I've arrived at the stage of life where there's not much room in my brain for new information, so I'll leave it to you to follow the link and discover this not-useless fact.

It's believed the word has been in use since at least the late eighteenth century.  The English Language and Usage site quotes it in a text from 1780. The lengthy discussion on the site also mentions the variant jiffin from 1767.

The Phrase Finder says the coiner of the word jiffy did not refer to a specific item that epitomised quickness, but to me this seems strange. There's never a totally random nature to the coining of a new word. I notice that in the examples given of idioms of similes that do refer to an existing item that was known to be speedy, one is 'as fast as greased lightning.'

This gels with what was said on The English Language and Usage site - that jiffy was originally a thieves' cant term for lightning.

It beats me why thieves would have needed a secret word for lightning. But that's language for you - interesting and mysterious.

Saturday 11 January 2020

New Year, new post

First post of 2020 - hopefully not the only one!

Many months ago, a bothersome sales rep managed to corral me into listening to his spiel about a body lotion, and the small sachet he gave me as a sample has been sitting on my chest of drawers, waiting for me to use it. (I'm not going to waste it, because I'm a fanatic about making use of all the world's resources, even a three-centimetre square packet of body lotion.)

Today I noticed the wording on it:


My decades-old schoolgirl French suggested that the word Lavande has something to do with washing, so I looked up the origin of lavender at The Online Etymology Dictionary.

Sure enough, I had remembered correctly (reassuring, at my age, to know my memory still works).

Here's what it said:

lavender (n.)"fragrant plant of the mint family," c. 1300, from Anglo-French lavendre, Old French lavendre, "the lavender plant," from Medieval Latin lavendula "lavender" (10c.), perhaps from Latin lividus "bluish, livid". [This was followed by a  referral to a link for the word livid,  in relation to whether livid means purple-colored or pale-colored.]  If so it probably was associated with French lavande, Italian lavanda "a washing" (from Latin lavare "to wash;" from PIE root *leue- "to wash") because it was used to scent washed fabrics and as a bath perfume.

So far, interesting, but nothing I hadn't expected.

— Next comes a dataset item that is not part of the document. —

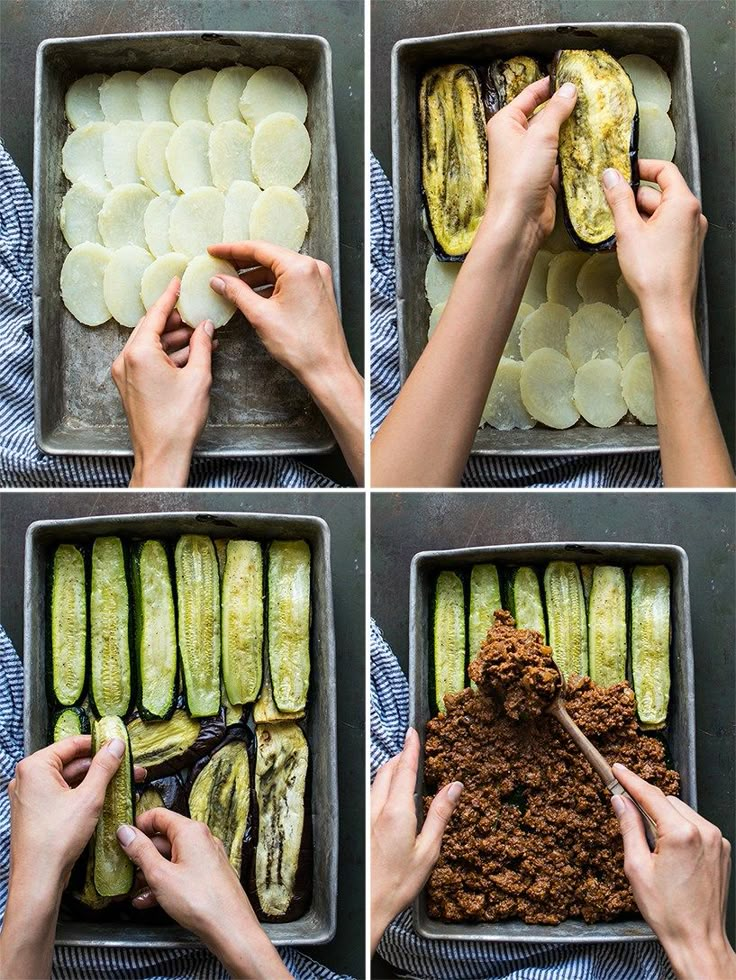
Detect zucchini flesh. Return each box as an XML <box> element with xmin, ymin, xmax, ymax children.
<box><xmin>468</xmin><ymin>564</ymin><xmax>501</xmax><ymax>661</ymax></box>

However, the next bit fascinated me: 

The adjective meaning "of a pale purple color, of the color of lavender flowers" is from 1840; as a noun in the color sense from 1882. An identical Middle English word meant "laundress, washerwoman;" also, apparently, "prostitute, whore; camp follower" and is attested as a surname from early 13c.

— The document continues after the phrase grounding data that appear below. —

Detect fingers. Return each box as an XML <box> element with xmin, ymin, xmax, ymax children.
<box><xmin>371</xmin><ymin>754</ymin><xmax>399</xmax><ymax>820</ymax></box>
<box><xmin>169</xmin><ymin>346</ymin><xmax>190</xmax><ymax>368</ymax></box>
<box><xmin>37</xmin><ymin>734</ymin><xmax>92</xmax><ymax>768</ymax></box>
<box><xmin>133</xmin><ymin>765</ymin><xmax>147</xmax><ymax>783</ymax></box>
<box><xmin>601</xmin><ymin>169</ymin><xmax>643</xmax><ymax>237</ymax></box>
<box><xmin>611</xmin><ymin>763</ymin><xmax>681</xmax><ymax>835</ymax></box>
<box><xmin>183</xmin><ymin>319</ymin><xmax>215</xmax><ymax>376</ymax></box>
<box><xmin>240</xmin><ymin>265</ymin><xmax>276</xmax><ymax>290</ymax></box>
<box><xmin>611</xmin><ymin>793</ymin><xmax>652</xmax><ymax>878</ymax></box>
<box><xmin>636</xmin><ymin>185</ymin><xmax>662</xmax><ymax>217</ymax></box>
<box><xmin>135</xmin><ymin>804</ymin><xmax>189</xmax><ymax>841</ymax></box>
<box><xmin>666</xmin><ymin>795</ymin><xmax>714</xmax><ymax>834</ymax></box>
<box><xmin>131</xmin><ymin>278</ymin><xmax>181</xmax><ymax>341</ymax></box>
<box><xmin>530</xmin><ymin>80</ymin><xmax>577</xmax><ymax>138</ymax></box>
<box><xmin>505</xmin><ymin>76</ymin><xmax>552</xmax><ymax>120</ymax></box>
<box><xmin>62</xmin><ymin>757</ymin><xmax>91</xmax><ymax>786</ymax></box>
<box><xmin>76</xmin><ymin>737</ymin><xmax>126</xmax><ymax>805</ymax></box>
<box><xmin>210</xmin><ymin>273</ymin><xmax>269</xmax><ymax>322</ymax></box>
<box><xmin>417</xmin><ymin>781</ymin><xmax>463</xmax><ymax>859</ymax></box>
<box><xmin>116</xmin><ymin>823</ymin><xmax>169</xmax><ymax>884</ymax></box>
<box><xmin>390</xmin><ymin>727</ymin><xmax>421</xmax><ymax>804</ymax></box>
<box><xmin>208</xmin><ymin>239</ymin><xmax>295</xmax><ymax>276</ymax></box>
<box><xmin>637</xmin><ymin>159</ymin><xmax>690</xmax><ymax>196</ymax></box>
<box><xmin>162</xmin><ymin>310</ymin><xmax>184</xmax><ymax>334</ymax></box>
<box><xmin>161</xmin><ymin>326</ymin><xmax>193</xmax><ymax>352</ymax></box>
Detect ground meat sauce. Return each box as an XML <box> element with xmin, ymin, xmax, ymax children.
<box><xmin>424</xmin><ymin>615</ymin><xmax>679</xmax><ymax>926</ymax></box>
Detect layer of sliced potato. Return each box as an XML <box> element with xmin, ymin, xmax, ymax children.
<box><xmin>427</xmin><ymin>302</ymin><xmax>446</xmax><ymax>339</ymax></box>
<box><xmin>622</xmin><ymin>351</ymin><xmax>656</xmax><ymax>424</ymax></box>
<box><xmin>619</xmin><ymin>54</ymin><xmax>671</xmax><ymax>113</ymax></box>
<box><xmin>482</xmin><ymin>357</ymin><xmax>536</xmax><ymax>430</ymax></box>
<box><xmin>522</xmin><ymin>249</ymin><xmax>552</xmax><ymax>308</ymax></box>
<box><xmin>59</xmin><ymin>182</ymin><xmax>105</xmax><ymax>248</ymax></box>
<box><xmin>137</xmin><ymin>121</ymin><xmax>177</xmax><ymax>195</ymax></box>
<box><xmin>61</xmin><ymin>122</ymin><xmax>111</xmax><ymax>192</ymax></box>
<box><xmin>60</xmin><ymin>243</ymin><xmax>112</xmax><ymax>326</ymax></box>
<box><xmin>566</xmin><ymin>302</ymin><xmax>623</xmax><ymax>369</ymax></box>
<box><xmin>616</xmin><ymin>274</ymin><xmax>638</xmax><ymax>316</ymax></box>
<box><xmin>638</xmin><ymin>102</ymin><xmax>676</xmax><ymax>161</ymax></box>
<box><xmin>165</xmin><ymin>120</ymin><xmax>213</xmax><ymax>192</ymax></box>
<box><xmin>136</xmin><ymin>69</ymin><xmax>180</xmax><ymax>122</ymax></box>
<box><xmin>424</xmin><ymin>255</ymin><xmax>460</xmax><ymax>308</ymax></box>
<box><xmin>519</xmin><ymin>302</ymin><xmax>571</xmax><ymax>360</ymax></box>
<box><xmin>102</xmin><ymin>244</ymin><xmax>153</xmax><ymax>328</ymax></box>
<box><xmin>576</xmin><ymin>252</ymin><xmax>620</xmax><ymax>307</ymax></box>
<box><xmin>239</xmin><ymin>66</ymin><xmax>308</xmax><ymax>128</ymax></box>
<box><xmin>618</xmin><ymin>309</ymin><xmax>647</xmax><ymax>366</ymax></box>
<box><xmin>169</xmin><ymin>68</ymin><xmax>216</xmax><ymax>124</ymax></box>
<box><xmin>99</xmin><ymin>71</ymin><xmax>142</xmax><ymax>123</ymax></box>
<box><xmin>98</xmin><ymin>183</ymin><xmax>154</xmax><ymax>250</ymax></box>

So, the usual disparity in use of language for female activities compared to male ones. 
And I had to spare a thought for those women who followed medieval armies. Not only did they have to provide sexual favours to their 'protectors', but had to wash the soldiers' dirty clothes too!
The Grammarphobia blog has a discussion of this word also, and it's a great read. In part, it says:
But no, the obsolete “lavender” that means a washerwoman is probably not related to the other “lavender,” the plant that produces the fragrant pale-purple flowers.
The botanical word “lavender” (later also used for the scent and the color) came into English before 1300 from Anglo-Norman and Old French (lavandre), the OED saysThe original source was a medieval Latin word for the plant, first spelled livendula (or perhaps lividula), and later lavendula. As the OED explains, some etymologists think the ultimate source may be the classical Latin adjective lividus (bluish, livid).
If so, the two “lavenders” aren’t etymologically connected, though they later became associated because of the use of lavender perfumes, oils, and dried flowers in caring for linens.
I came across an article called 'Sex and the Soldier in Lancastrian Normandy, 1415 to 1450,' with lots of information about attitudes towards women who travelled with armies, and although I didn't resolve my confusion about the etymology of the two words, I enjoyed reading it.